Kedar Sirohi, the young farm activist in Madhya Pradesh and one of the founders of Aam Kisan Union that has been at the forefront in raising farmers’ issues, says the only people who would be happy in Madhya Pradesh are “politicians and bureaucrats”. “Legislators are happy because their salaries were increased one and half year back. Bureaucrats are happy because the seventh pay commission is being implemented. Farmers are among the unhappy lot. Their unhappiness is out there in the open over indebtedness, crop failure, lack of remunerative prices and uninterrupted supply of electricity. But Chouhan has no index to measure that,” Sirohi said in an interview. He said it would have been better if the Madhya Pradesh government had set up a “ministry of sorrow” that would at least have acknowledged that the problem existed.
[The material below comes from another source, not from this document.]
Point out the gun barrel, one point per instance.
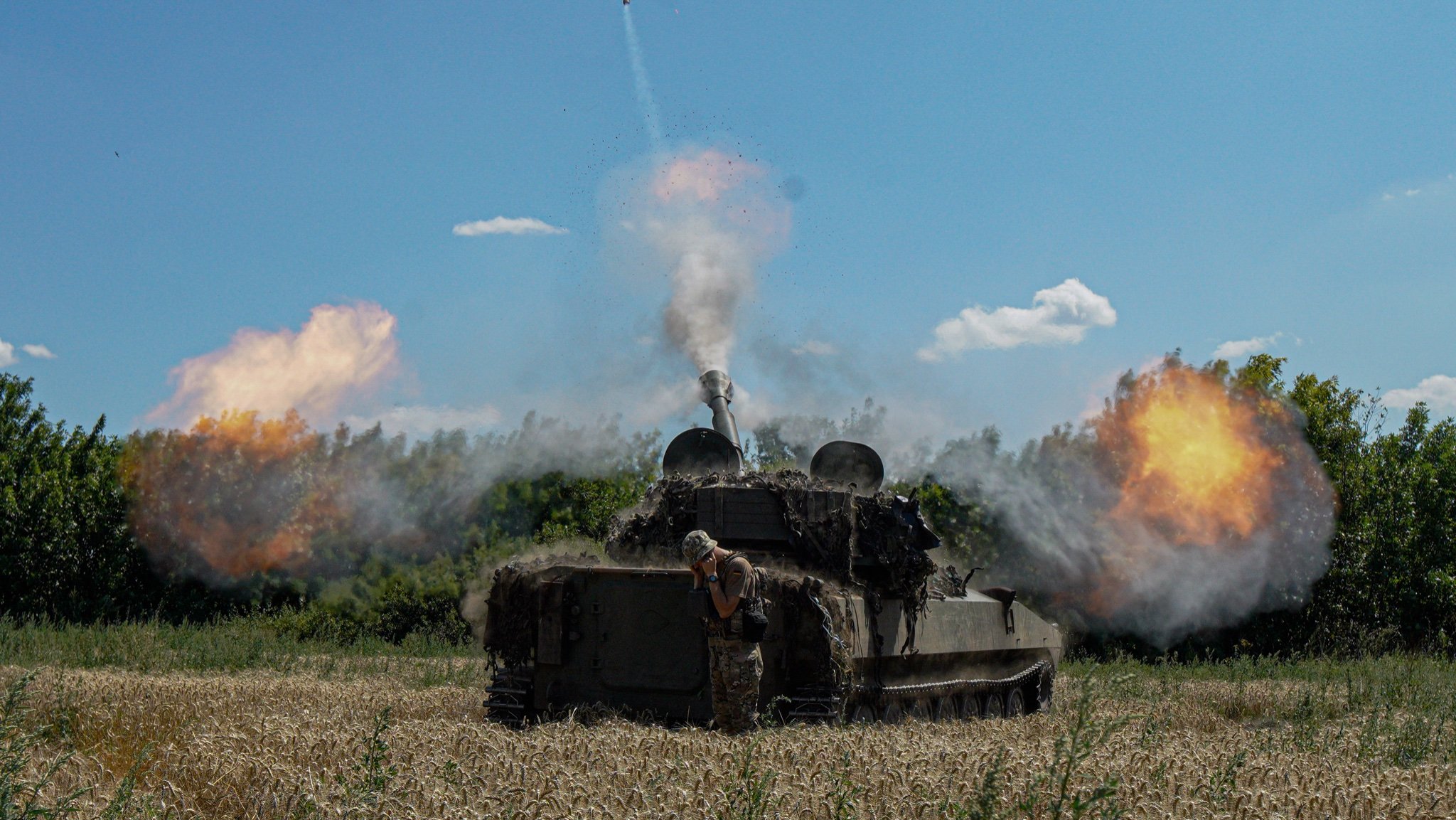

Asked if the State Happiness Institute had initiated some activities that reached out to farmers or included them in happiness activities, CEO Dubey said the department had a general approach at this stage. “We are not reaching out to any specific section of population. Of course, farmers are part of the same society and in the long run, we will definitely have something specific for them. All sorts of people including farmers are getting involved in the activities and some of our volunteers and Anand Club members would be farmers. But this is only a start and we have a long way to go,” Dubey said.

Sirohi says, like farmers’ welfare, even happiness was a statistic for Madhya Pradesh government. “Happiness exists on paper like the numbers about record-high agriculture growth. On the ground, the farmers are preparing for another round of agitation from 9 August. We will start with Jail Bharo Andolan (courting arrests) and 62 farmers’ organizations will take part in it,” Sirohi said.